The Church was subject to works of conservation and enhancement, in which we proceeded to the restoration of the mural paintings. These were in a worrying state of degradation as a result of the prolonged state of ruin which the building was subject to.
According to those responsible for the restoration, the painting extends across the entire back wall of the chancel and goes on till half of the adjacent walls.
In the nave, there is a painting at the end of the side walls, near the wall of the triumphal arch, in a status similar to the previous one.
The restoration began by the dry removal of the mosses and lichens that covered the painting and the daily application of a specific product for the prevention of living organisms and to facilitate their removal.
Roots were found between the plaster and the support, thus being immediately removed. This was followed by a wet cleaning, possible only due to the exceptional of the original plaster.

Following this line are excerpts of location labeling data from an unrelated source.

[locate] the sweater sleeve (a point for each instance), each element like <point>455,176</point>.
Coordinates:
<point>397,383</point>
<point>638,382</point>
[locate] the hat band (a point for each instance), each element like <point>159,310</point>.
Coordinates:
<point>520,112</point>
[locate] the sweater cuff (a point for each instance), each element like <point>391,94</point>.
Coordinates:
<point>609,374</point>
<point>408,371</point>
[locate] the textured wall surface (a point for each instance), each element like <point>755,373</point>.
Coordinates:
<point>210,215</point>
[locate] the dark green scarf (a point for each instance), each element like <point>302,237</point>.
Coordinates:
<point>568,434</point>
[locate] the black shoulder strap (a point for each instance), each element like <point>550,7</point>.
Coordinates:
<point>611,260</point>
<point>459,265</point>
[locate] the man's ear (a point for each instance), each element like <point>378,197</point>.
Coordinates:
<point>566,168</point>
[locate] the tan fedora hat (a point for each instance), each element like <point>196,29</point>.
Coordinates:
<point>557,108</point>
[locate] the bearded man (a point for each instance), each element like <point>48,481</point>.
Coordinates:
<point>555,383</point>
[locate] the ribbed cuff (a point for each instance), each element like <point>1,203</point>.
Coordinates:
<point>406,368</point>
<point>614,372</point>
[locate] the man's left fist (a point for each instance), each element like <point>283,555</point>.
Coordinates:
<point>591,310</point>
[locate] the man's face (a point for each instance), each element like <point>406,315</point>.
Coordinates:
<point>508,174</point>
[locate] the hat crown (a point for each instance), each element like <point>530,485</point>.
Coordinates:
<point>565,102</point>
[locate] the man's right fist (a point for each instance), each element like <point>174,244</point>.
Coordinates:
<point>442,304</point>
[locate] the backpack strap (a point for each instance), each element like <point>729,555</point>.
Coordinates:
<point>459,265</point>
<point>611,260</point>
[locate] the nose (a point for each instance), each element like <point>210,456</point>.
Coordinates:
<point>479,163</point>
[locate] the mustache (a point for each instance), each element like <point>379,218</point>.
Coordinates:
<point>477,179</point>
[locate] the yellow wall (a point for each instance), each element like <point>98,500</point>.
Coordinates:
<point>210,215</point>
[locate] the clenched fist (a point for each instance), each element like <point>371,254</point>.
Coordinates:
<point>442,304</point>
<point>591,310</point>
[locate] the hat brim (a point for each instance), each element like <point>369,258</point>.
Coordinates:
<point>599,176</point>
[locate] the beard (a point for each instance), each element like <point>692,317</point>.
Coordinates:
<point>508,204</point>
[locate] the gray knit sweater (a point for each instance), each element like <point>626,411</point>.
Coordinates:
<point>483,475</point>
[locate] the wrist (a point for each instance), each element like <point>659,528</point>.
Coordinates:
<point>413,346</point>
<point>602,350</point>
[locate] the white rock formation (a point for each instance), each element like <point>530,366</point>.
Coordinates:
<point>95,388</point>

The gaps were filled in depth prior to the application of the final plaster, for which a mortar with two parts of white sand, one part of yellow sand and one part and half of lime, plus a small portion of black stone powder, was chosen.

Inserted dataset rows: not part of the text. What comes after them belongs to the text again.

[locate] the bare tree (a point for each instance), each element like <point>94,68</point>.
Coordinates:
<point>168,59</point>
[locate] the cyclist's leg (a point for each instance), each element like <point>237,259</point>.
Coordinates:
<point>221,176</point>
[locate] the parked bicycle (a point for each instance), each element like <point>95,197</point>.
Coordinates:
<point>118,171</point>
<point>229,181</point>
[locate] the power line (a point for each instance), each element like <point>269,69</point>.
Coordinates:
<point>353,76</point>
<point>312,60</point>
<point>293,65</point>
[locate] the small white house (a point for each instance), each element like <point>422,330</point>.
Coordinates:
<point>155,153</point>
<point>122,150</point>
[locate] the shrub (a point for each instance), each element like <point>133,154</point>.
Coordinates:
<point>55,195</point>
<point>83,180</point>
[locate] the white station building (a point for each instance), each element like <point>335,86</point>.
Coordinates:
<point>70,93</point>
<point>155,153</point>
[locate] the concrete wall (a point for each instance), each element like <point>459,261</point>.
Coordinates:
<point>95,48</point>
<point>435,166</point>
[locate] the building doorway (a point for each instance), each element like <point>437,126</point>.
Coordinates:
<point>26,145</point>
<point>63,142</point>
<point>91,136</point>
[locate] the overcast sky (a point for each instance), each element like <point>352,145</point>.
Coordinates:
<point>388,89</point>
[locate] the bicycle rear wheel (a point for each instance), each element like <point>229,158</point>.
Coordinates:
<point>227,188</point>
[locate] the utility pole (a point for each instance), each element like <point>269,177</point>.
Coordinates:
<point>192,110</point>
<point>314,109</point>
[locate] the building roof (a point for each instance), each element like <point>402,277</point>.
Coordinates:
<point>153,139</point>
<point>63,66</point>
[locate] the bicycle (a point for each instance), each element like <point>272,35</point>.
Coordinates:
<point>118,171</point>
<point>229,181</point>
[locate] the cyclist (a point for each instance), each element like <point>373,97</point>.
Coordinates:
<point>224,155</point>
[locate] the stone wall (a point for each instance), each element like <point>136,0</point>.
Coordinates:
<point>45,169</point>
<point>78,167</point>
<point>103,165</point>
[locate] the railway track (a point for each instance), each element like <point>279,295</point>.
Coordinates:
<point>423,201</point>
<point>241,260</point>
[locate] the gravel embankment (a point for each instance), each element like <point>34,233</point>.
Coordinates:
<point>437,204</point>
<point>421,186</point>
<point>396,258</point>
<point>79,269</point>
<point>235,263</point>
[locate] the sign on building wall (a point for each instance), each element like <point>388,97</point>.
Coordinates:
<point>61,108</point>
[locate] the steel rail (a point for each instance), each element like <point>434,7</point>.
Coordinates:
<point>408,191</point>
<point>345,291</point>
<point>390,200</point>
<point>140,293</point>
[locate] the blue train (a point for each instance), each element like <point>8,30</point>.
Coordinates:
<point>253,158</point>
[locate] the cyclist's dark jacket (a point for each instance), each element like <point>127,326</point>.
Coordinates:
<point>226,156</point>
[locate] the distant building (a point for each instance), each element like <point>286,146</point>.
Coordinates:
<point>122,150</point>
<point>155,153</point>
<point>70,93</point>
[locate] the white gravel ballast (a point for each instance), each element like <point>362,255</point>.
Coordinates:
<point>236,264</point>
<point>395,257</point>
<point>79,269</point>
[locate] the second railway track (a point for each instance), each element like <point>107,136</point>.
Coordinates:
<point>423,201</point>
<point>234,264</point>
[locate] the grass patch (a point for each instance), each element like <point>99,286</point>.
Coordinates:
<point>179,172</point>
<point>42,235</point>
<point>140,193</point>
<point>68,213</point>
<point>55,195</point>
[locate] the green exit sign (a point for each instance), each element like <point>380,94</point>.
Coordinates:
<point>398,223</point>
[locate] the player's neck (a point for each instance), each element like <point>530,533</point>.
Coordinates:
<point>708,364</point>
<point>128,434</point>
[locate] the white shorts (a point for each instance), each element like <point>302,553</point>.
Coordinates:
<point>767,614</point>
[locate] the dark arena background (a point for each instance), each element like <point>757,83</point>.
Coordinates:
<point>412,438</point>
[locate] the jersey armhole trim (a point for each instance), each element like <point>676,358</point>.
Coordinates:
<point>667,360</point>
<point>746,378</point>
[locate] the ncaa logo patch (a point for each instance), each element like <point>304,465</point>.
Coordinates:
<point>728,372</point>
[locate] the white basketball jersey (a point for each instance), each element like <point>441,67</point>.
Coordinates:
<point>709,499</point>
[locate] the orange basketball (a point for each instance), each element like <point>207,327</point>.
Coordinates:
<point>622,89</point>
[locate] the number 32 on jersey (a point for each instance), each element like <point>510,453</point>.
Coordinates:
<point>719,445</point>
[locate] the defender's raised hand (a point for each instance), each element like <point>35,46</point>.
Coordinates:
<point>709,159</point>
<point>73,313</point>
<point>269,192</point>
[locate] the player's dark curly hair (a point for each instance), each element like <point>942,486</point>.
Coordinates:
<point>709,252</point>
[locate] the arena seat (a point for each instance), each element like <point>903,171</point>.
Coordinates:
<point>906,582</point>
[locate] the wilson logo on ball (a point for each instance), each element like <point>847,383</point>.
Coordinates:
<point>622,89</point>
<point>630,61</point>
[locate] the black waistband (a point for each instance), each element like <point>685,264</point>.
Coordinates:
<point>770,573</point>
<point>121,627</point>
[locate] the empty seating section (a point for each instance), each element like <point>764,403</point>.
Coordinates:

Those responsible for the restoration chose not to perform a chromatic reintegration due to the excessive fragmentation of the painting. In parallel, we proceeded to the washing of the batters of the nave, which presented remnants of whitewashed plaster.
The back wall painting corresponds, according to the researchers, to a campaign from the beginning of the sixteenth century and can be divided into two distinct parts.
The upper part is filled with a decorative composition of botanic elements involving a central coat of arms. The lower part is divided into three vertical areas representing three figures of saints. There are two monks with miter and crosier: to the left, probably Saint Benedict, and to the right, probably, Saint Bernard. At the centre would stand Saint Mammes, despite the large number of missing elements. These images are finished by a winding-bar-shaped frame.
On top of the composition there are traces of a second pictorial campaign, which would cover the entire back wall, extending till half of the side walls. In the latter, it is possible to observe a representation of arms marked by stamped decorative motifs.
In the nave, the fragments found on the side walls should be part of the first campaign of the chancel. The plaster of the upper and lower layers has, on both sides, a central gap, and features a decorative painting with a repeating pattern of red and black quatrefoils.